Bike shoes - minimal effort, maximum output
Modern bike shoes serve one main purpose: the perfect transmission of power from foot to pedal. These efficient shoes reduce the loss of energy when pedaling and the leg muscles are more efficiently put to use. This energy saving can become particularly useful on longer stretches and steep ascents to ensure the cyclist can pedal for longer and more effectively.

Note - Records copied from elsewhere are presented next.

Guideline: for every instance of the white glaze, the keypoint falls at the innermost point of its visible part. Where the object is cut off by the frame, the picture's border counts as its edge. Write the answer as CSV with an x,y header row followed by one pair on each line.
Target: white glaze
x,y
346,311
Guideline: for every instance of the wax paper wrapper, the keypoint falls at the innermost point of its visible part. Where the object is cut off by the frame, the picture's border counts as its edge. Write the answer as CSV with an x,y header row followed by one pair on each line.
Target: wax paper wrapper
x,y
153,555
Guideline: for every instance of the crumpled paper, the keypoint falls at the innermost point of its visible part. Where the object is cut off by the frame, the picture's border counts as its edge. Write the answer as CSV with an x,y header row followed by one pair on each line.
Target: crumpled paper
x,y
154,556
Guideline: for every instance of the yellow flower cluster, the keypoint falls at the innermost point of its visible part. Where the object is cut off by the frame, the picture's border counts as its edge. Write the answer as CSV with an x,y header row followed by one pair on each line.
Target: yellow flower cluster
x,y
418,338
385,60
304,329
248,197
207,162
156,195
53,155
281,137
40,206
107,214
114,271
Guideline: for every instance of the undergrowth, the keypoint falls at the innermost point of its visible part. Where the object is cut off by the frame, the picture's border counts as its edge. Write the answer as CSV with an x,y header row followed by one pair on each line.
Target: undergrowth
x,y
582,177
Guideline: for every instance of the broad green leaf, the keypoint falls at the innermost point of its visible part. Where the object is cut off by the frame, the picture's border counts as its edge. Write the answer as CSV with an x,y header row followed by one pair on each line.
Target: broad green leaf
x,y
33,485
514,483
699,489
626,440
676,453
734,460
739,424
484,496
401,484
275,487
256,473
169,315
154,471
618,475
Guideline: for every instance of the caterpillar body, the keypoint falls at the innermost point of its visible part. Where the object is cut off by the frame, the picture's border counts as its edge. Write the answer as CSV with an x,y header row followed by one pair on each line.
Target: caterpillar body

The principle of maximum power transmission - how does it work?
Two elements come into question when talking about optimum power transmission from bike shoe to pedal: The mechanical connection between sole and pedal and the stiffness of the sole. The connection between pedal and sole is made possible by a system, that on the one hand uses the so-called click pedals and on the other requires a bike shoe with integrated cleats. The combination of the two makes these shoes incredibly useful when pedaling uphill: This allows the cyclist to pull the pedals up from the back which lets them cycle uphill at lightening speed. The stiffness of the bike shoe sole is also an important factor. The stiffer it is, the less energy that flows through the sole and the more direct the power transmission becomes.
The right shoes for every recommended use
Bike shoes have a variety of different features depending on their recommended use. There are special types of shoes used for a racing bike, a mountain bike and a trekking bike. Road bike shoes have extremely stiff soles, as the aggressiveness that goes into pedaling these bikes is determined by weight. The soles tend not to have a tread, as getting off and pushing the bike is generally kept to a minimum. Mountain bike shoes prioritize either a stiff sole (racing oriented) or a sole with a tread suited to walking (all-mountain oriented) depending on your riding style. In any case, the MTB sole will always have some sort of tread that makes walking on unpaved surfaces possible.
Bike shoes for trekking tours are generally less stiff and provide a natural rolling foot movement on hike-a-bike sections in the city.
Like most types of shoes that have a sports function, bike shoes come in specific variations for both women and men. The main difference here is the fit, the look also often corresponds.
Fits like a glove
When buying bike shoes, you should - unsurprisingly - put the highest priority on a firm, good fit. If you end a long day of cycling with blisters on your heels, ankles and toes, then you most likely will not enjoy cycling for very long. The size of your bike shoes should be selected to ensure your heel is comfortably firm and the toe box should under no circumstances be too tight, to avoid pressure points. There is often the option of using an insole to adjust the shoe perfectly to your foot. The fit is also influenced by the different types of closures. Ratchet and hook and loop closures make the shoes more stiff while lace-up shoes are much more comfortable to wear.
The right overshoe for every bike shoe
An overshoe lets you wear your bike shoes in any weather conditions. Even though wind and splashing water can be quite refreshing on summer rides, it will send shivers down even the toughest cyclist's spine during the colder seasons. Depending on what you need, overshoes come in lightweight wind and/or water repellent variations for quick downhill rides on your racing bike or in a more robust shape with mus and waterproof features for muddy mountain bike trails.
What is on offer?
Numerous manufacturers have started to put their own bike shoes on the market. Giro, Sidi, Pearl Izumi, Shimano or Northwave all provide bike shoes for different uses and levels, while also offering a wide range of different sizes and fits.